Talking of the weights, one of the interesting properties of pre-trained neural network weights is that they are normally distributed, and centered around zero.
This means that there is a very high probability for values occurring closer to zero rather than around -1 or plus 1. But our standard quantization to int4 is not aware of this fact. And so goes by the assumption that each of the 16 bins has an equal probability of getting the values.
To address this problem with standard quantization, we can develop a slightly specialized type of quantization that considers the normal distribution of the neural network weights. This is exactly what QLoRA does and it names it k-bit NormalFloat. In NormalFloat, the bins are weighted by the normal distribution and hence the spacing between two quantization values are far apart near the extremes of -1 or 1 but are closer together as we get closer to 0.
To throw some additional light, the green dots show the 4-bit NormalFloat quantization versus the standard 4-bit quantization shown in the blue dots.
Let's now move to the next contribution of the paper which is double quantization.
Because the motivation of QLoRA is to train on a single GPU, it is essential to squeeze every bit of memory as possible. If we recall blockwise quantization, we saw that we use 64 blocks to quantize the weights and each of these blocks has a quantization constant *c*. So double quantization is the process of quantizing the quantization constants for additional memory savings. And through double quantization, we gain half a bit per parameter on average.
The last bit of the puzzle is paged optimizers.
Paged Optimizers prevent memory spikes whenever we abruptly get a long input. Let's say we are working with documents and suddenly we have a long document. When we use a single GPU for training, this spike in sequence length generally breaks the training. So to overcome this, the state of the optimizer, say Adam is moved from the GPU memory to the CPU till the long sequence is read. Then when the GPU memory is freed, the optimized state is moved back to the GPU. At a high level thats what happens if we leverage paged optimizers.
In terms of the implementation, the paged optimizer is part of the bits and bytes library. and you can enable or disable it during your QLoRA training by simply setting the flag is_paged on or off.
Putting together the above-mentioned three components, QLoRA efficiently uses a low-precision storage data type, in our case usually 4-bit, and one computation data type that is usually BFloat16.
What does that mean? Going back to LoRA, it means that to optimize for the memory, the weights of the model are stored in NF4. This enables us to load the weights into a single GPU and the loaded weights are converted into BFloat16 for the computation of gradients during backpropagation.

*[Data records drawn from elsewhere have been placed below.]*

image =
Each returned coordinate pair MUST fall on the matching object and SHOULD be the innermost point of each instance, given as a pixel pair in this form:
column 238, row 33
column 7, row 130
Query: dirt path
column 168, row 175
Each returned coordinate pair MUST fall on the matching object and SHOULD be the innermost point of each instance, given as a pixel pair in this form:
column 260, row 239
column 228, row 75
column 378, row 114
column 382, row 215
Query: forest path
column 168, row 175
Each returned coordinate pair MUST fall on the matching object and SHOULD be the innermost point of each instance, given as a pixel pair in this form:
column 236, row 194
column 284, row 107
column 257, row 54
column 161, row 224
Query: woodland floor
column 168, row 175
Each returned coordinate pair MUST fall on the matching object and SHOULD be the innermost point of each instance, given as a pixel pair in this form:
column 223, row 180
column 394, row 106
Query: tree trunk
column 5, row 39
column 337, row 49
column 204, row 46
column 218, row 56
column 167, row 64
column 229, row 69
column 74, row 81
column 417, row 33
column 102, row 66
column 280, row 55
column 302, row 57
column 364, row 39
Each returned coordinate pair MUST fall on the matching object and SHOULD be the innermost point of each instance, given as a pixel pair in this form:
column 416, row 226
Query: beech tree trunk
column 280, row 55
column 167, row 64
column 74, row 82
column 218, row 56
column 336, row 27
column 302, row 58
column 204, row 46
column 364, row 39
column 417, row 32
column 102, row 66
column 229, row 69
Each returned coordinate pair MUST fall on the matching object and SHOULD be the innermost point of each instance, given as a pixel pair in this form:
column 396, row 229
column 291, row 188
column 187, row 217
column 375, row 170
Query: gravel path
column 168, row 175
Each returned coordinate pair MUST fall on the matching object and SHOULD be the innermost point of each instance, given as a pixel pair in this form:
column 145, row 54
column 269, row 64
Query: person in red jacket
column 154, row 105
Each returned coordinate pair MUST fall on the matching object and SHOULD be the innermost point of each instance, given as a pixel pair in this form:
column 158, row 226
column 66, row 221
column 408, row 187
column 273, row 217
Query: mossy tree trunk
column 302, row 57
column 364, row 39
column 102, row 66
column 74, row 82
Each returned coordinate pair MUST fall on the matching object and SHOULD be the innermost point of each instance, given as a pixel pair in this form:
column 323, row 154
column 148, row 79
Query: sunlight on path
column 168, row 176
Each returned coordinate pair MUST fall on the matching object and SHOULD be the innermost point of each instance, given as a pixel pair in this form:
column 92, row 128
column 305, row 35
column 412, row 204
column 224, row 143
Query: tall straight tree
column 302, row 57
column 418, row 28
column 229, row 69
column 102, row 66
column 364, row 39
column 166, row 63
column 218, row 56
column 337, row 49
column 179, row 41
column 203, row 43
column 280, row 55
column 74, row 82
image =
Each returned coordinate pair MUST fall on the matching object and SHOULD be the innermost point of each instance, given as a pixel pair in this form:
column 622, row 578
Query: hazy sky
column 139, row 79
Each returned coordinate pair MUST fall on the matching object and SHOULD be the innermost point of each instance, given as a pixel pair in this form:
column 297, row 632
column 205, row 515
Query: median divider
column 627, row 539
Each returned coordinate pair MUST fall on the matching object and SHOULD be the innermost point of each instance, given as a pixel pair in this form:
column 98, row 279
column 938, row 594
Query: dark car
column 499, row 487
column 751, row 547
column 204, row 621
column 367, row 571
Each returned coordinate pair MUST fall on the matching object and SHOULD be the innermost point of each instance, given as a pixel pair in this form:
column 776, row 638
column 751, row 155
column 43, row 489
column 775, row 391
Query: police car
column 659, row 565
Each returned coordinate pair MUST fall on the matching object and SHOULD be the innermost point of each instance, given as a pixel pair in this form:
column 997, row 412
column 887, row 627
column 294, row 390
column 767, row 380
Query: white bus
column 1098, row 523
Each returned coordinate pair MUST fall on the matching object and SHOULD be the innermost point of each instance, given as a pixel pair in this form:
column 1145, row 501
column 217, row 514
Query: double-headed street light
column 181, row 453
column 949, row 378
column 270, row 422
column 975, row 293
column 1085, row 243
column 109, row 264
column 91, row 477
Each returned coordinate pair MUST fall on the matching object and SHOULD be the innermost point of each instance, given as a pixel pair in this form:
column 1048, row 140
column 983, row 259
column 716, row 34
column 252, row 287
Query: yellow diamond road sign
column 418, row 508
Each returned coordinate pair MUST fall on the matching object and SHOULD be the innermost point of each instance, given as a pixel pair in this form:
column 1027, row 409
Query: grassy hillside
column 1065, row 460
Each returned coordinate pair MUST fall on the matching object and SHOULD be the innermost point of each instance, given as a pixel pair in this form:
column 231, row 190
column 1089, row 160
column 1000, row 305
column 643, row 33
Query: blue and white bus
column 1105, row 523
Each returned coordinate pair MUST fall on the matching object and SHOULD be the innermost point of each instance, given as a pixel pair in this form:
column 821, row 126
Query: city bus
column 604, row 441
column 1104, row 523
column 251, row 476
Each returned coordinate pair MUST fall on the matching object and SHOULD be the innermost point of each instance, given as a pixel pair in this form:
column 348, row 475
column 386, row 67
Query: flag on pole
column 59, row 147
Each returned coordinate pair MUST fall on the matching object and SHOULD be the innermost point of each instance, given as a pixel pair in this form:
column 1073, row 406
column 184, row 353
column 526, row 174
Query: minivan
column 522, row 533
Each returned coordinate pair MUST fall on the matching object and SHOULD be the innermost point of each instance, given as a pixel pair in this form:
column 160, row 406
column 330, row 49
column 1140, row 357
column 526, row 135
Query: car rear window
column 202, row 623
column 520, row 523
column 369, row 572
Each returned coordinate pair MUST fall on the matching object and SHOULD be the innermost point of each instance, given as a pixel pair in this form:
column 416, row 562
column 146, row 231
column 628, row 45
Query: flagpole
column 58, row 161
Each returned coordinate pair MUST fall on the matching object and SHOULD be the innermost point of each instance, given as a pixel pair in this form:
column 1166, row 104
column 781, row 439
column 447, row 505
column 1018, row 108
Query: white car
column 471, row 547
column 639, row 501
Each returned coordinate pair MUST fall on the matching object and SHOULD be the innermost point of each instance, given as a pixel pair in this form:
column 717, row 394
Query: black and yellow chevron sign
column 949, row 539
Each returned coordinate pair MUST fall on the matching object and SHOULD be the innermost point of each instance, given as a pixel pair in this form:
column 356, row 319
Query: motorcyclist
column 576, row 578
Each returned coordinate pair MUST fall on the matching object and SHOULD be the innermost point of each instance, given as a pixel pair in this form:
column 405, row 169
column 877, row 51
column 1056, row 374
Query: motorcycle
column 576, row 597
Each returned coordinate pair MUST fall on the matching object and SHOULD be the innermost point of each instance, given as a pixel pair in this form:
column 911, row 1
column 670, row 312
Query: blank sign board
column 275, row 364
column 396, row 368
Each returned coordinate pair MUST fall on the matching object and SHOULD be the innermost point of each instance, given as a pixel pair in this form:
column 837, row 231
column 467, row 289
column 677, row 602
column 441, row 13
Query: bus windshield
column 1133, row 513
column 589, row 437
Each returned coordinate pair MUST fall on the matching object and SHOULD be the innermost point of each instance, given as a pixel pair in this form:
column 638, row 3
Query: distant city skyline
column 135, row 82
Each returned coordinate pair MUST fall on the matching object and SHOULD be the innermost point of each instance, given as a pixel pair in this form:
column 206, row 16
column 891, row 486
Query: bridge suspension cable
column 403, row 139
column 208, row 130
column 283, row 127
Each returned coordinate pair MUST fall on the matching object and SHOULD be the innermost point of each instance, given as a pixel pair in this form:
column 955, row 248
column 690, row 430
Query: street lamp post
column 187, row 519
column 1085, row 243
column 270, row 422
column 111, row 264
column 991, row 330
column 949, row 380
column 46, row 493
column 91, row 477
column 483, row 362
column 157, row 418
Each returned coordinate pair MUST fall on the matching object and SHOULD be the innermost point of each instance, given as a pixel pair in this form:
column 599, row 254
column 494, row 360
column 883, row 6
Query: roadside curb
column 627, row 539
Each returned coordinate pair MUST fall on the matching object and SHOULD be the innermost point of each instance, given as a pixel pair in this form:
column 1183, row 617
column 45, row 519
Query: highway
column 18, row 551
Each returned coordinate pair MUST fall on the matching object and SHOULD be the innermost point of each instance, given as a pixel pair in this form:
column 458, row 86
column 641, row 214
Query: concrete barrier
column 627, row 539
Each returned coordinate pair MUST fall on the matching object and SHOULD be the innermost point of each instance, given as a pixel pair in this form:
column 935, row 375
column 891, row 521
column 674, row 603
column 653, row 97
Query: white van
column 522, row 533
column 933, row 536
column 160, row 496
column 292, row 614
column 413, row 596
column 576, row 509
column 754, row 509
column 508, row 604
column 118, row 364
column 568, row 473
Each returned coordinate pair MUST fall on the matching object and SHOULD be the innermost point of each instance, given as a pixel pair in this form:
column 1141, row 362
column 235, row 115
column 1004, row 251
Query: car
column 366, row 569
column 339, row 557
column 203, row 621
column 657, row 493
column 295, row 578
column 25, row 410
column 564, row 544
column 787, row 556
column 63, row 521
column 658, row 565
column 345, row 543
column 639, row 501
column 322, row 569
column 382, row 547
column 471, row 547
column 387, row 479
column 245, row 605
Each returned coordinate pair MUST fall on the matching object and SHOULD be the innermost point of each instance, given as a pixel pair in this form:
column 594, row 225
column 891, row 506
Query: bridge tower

To link it to LoRA, let's look back at this equation from LoRA where x is the input, and W_0 is our pre-trained model weights. A and B are low-rank matrix decompositions.

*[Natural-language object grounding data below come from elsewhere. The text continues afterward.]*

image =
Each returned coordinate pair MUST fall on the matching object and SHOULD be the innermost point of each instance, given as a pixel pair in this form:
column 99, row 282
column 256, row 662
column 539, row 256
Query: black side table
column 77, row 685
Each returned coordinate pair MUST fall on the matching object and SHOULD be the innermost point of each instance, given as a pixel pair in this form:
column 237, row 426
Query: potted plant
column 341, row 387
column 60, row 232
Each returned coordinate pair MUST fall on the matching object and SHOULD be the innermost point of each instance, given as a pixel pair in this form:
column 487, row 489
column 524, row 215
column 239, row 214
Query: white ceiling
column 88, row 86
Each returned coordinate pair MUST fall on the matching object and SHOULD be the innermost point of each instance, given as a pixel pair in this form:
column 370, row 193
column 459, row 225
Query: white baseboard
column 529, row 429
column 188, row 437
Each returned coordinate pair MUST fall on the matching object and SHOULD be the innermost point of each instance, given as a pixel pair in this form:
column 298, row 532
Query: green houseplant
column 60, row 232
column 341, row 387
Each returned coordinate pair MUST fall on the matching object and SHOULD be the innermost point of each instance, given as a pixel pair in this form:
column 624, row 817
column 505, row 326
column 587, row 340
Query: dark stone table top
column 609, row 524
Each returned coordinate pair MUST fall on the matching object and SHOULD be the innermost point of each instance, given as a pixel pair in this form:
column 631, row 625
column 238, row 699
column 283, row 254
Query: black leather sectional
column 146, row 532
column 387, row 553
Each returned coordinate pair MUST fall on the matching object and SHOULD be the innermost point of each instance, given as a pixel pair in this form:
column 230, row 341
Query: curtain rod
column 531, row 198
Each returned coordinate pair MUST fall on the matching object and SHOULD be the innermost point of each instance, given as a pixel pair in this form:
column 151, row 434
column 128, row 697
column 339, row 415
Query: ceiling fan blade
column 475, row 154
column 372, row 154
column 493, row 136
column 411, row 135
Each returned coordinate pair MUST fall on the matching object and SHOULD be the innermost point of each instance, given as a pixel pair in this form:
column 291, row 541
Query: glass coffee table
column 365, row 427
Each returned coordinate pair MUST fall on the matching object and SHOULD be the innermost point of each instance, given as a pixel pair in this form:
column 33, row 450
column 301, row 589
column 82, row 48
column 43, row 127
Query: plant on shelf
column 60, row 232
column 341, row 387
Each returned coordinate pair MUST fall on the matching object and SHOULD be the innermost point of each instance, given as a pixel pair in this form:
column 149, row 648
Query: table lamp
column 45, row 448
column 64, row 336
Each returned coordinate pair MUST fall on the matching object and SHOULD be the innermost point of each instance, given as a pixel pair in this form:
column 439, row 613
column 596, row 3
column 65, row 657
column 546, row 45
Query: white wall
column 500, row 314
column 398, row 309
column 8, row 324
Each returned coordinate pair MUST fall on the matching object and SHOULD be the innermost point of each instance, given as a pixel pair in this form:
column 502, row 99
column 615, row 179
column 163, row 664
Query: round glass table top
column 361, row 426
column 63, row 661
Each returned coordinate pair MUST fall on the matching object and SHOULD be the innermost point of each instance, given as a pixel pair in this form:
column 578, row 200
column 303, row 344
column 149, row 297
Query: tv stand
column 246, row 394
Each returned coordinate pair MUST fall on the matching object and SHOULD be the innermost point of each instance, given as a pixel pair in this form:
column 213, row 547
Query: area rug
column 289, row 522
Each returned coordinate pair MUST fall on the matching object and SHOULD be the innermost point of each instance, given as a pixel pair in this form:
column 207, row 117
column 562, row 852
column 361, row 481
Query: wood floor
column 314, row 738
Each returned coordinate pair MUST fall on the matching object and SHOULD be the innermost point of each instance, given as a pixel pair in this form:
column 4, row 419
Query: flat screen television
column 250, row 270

With QLoRA, our input x is BrainFloat16. Our weights are stored as Normal Float4 (NF4). During the computation of gradients, our weights and quantization constants go through a double dequantization which is the reverse of double quantization. It happens by first dequantizing the quantization constants, c_1 and c_2. Then using the constants, we once again dequantize the weights to BrainFloat16 which is used to compute the gradients.
If you are wondering how good is NormalFloat and double quantization, the authors of QLoRA experimented with four datasets and showed that in all four cases using normal float and double quantization improves the mean zero-shot accuracy of training compared to simply using float.
In terms of the GLUE score, QLoRA can replicate the accuracy of 16-bit LoRA and full-finetuning. The authors conclude that 4-bit QLORA with NF4 data type matches 16-bit full finetuning and 16-bit LoRA finetuning performance on academic benchmarks with well-established evaluation setups.
So if you are interested in finetuning on a single GPU and would like the fine-tuned model to match the performance of standard finetuning on multiple GPUs, then QLoRA is the way to go.
I hope that was a useful insight into QLoRA. I will see you in my next. Until then, take care.